Tuesday, April 10, 2018

Paving Slab Earthquake

Working with and supervised by a more knowledgeable gent, I find myself modifying a stretch of paving.  We are replacing old metal drain covers with more decorative ones.  It’s challenging labour for me, since I am not a physically strong person, but somehow the work seems to be getting done.

Temporarily alone, I notice that one of the drain covers I’m trying to lay is not a good fit, and I start shifting and re-arranging the paving slabs around it so that I can improve on this.  People are passing me by on the street while I work, and after moving slabs for a while I look up and notice that the people I am seeing are distressed.  It turns out that – unnoticed by me – there has been a small earthquake.  Apparently, the cause of this earthquake is me, moving paving slabs.  Beyond the part where I have been working, the scene looks disastrous.  Parts of the paving have collapsed completely into huge, open potholes, others totter precariously.  People are trying to keep their balance, and/or jumping and running towards more secure surfaces elsewhere.

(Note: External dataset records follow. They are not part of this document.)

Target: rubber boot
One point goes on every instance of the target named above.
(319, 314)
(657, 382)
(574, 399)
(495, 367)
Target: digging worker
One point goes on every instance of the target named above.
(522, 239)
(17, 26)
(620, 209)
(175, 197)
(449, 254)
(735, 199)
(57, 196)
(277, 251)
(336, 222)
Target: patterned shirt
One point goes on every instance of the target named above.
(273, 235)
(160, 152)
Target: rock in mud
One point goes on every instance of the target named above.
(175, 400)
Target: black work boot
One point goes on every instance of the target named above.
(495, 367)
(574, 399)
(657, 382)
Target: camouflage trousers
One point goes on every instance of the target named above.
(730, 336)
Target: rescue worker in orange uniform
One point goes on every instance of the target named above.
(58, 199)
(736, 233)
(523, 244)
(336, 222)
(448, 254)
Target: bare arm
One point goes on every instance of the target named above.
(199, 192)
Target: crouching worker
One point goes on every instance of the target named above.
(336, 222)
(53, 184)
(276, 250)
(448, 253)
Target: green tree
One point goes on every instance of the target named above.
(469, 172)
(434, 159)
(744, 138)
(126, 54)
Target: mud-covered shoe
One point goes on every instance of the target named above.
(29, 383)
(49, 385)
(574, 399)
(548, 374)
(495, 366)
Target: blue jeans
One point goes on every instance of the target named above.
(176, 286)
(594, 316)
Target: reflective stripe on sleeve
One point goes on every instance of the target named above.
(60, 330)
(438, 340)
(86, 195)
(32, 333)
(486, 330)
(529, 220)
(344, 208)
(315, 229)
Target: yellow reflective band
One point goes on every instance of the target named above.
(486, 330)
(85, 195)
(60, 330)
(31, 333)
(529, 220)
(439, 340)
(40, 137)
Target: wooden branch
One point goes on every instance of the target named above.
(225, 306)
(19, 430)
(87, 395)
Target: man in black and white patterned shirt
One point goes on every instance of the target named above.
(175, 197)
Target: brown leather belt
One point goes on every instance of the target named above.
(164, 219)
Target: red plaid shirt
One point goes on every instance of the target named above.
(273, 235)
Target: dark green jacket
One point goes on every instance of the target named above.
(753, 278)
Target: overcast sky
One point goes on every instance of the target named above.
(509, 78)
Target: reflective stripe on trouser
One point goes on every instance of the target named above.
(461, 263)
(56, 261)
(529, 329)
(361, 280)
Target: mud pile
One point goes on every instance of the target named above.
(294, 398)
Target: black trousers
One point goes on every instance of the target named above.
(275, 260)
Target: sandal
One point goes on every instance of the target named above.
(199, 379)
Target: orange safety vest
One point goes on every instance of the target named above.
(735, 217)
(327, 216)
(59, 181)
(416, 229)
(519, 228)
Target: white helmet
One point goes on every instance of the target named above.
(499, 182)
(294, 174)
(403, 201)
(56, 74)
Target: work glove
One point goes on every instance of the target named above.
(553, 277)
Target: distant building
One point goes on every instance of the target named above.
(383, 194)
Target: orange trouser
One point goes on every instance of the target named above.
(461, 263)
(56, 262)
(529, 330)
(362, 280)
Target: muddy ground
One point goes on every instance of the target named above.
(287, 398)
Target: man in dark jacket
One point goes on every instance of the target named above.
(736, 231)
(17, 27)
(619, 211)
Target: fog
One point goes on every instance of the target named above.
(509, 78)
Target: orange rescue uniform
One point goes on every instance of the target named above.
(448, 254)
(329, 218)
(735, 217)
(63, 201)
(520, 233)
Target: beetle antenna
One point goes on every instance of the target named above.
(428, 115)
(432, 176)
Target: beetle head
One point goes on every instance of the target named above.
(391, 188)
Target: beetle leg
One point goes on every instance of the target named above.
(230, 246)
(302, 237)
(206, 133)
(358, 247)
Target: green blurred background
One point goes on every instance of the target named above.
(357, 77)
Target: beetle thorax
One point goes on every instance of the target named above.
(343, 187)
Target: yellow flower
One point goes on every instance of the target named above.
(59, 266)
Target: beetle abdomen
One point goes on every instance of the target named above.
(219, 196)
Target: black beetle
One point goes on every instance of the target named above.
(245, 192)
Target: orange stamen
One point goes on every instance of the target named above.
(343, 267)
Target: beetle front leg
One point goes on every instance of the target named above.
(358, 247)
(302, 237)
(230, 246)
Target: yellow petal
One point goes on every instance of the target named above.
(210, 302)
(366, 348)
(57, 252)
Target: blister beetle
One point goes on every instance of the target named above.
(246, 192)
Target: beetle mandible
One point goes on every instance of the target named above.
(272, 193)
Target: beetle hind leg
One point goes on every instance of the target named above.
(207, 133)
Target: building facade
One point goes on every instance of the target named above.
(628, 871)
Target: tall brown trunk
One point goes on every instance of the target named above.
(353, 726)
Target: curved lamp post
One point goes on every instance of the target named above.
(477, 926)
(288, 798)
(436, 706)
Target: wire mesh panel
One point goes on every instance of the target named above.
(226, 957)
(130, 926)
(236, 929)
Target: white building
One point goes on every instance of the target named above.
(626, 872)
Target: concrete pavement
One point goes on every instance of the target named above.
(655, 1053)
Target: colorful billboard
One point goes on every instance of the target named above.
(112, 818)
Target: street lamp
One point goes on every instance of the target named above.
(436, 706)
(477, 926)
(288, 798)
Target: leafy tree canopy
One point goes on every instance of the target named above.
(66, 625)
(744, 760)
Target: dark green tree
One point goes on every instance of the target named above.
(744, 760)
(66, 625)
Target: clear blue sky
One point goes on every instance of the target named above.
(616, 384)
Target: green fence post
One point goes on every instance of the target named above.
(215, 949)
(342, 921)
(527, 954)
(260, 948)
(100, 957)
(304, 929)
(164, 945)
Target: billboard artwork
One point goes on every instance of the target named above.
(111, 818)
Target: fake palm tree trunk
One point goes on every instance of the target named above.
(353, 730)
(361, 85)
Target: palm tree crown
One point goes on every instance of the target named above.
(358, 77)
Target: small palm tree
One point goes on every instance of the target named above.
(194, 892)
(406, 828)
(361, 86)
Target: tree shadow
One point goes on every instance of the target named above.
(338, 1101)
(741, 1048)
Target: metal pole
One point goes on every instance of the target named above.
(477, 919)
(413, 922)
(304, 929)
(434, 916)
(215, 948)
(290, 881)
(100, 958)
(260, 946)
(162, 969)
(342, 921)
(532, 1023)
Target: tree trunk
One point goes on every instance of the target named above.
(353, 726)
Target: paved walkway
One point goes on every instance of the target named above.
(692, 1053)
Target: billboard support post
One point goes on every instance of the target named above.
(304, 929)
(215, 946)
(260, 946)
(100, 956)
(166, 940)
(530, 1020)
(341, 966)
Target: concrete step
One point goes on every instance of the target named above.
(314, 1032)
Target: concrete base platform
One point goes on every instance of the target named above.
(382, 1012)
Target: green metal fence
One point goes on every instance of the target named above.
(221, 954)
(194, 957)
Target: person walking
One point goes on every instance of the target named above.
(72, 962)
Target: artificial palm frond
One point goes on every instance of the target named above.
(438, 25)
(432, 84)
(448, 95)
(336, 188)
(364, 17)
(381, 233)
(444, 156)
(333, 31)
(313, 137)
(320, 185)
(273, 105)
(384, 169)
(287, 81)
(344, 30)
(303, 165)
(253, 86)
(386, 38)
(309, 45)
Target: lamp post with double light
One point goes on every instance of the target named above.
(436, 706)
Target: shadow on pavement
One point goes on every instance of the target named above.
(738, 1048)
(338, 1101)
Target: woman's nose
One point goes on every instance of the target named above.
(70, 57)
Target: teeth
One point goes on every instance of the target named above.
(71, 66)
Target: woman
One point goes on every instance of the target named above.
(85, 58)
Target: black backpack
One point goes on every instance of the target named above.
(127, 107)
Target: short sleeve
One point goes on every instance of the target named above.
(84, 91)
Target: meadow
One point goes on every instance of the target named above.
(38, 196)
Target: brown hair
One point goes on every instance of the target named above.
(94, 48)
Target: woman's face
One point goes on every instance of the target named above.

I turn from this scene to look down at the place where I have been working.  I notice that, as in an archaeological dig, I have exposed older layers of paving from decades ago – some with thick glass slabs inserted amongst the stones, others with just tarmac.  I find this interesting, but mainly I’m feeling guilty on account of being the cause of the recent earthquake.

But at this point my supervisor and fellow worker returns.  He tells me not to worry, it’s not my fault, it’s the Council’s.  All I’ve done is to expose an underlying fault in the way the upper layer of slabs was laid, and it will be the Council’s responsibility to come and fix it.  I’m not so sure he’s right.  I feel I ought to do something about it, but I’ve no idea what and all of a sudden the idea of moving paving slabs at all seems impossibly difficult.  So I accept what he says, and we leave.

A little further on we see a group of people milling around parked cars on the roadside.  Unsure what they might be doing, I ask my worldly-wise companion.  He tells me they are checking to ensure that none of the cars are parked too closely together.